[Buddha-l] Tozan's blue mountain and white cloud

Dan Lusthaus vasubandhu at earthlink.net
Thu Apr 17 11:40:47 MDT 2008


> Any recommended reading on this area of Buddhist development?

Tons (literally). (Zen always says it is beyond words, etc., but they
produced more literature -- words -- than the rest of the Buddhist tradition
put together. Contemporary writers on Buddhism seem to be following suit.)

Which to read depends on what you are looking for. Do you want to play with
your head; learn the real history and uses koans were put to in China, Korea
and Japan; or do koan practice? If the latter, forget the books for now and
find a Zen teacher who knows what s/he is doing. If you want to play, then
keep in mind that basically, until the 1990s, Western literature on Koans
was dominated by the DT Suzuki (not to be confused with Suzuki Shoryu)
spiel, which mystified koans, taking them as mind-games that frustrate and
transcend thinking and language, exclusively the provenance of Rinzai Zen.
Lots of stuff, presupposing Suzuki Zen, came out, perhaps most notably:

The Zen Koan: Its History and Use in Rinzai Zen
by Isshu Miura and Ruth Fuller Sasaki
Harvest Books (1966)
amazon link

Writers in this mold went out of their way to make koans sound nonsensical
(that was the point), and confute any attempt to bring reason to bear,
(mis-)translating koans to sound as outrageously absurd as possible. That's
still the prevalent impression among nonspecialists.

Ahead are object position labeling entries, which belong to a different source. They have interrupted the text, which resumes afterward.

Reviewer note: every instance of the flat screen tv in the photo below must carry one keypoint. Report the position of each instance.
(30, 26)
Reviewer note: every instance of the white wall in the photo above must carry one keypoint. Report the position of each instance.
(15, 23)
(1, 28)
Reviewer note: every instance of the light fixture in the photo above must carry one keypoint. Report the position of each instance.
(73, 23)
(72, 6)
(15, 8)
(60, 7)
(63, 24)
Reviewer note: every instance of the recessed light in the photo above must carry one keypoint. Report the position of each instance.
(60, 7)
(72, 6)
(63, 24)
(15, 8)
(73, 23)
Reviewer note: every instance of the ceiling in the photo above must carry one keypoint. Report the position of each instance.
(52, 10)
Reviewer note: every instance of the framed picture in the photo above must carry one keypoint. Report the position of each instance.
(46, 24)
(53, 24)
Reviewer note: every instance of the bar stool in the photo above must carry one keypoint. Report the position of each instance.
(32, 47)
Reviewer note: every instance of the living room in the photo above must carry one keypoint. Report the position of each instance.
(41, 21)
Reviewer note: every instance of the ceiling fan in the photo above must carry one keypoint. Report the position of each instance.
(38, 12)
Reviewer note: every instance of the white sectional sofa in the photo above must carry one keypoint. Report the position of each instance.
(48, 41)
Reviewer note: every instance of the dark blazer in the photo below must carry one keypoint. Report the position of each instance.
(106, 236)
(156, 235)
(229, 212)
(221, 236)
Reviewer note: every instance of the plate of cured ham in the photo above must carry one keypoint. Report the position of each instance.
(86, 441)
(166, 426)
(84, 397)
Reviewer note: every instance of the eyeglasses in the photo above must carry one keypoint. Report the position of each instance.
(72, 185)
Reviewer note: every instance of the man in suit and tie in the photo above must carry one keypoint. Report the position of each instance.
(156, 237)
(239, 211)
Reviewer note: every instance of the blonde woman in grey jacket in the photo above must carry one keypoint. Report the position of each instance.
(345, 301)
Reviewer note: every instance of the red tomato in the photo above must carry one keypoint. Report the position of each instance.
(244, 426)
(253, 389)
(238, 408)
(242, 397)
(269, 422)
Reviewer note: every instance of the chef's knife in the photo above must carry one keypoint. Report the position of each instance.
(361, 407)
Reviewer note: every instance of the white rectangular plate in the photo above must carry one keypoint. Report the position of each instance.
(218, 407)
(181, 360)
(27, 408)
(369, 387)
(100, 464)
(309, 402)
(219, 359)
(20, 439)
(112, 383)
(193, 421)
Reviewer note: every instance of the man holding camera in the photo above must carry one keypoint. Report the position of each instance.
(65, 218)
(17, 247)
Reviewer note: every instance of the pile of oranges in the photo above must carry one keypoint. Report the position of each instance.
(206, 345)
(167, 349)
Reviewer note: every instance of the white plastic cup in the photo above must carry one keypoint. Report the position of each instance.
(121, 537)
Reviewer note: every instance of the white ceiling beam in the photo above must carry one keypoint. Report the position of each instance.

That would be fine if it had historical roots in actual Chan/Son/Zen usage.
The indispensible antidote and must-read is

Victor Sogen Hori. Zen Sand: The Book of Capping Phrases for Koan Practice
University of Hawaii Press (February 2003)
amazon link

(Hori is a practicing Zen teacher, so this is not some scholarly debunking
by a dry academic who doesn't "get it".) The key part of this book also
appears as an essay in

The Koan: Texts and Contexts in Zen Buddhism
by Steven Heine (Editor), Dale S. Wright (Editor)
Oxford University Press (2000)
amazon link

another must-read. The Heine/Wright book arose out of Heine's work on Dogen.
First, Dogen, as a Soto figure, should not have been using koans at all, but
his work is filled with them. Secondly, all the stuff that everybody was
writing about koans bore no resemblance to what Dogen was doing, and was
thus useless for working with Dogen. As Heine talked to other Zen
specialists, he discovered that they too found that the prevailing
literature on koans was largely incommensurate with the actual koan
literature they were working on -- in China, Korea and Japan. Hence the
book, which attempts to show what Buddhists were really doing with koans
throughout the ages.

That also led to

Opening a Mountain: Koans of the Zen Masters
by Steven Heine
Oxford University Press (2004)
amazon link

More freewheeling is

Sitting with Koans: Essential Writings on the Zen Practice of Koan Study
by John Daido Loori (Editor)
Wisdom Publications (2005)
amazon link

In the case of Dogen and Soto, in recent times it came to light that on his
last night in China, rather than sitting in mindless meditation, he spent
the entire night copying out a collection of 300 koans (took him all
night -- not xerox machines or scanners in those days). He used many of
those in his subsequent writings once back in Japan. See

The True Dharma Eye: Zen Master Dogen's Three Hundred Koans
by John Daido Loori and Kazuaki Tanahashi
Shambhala (2005)
amazon link

These should keep you busy for awhile. There is tons of other stuff out
there, but the essential reading is Victor Hori's book.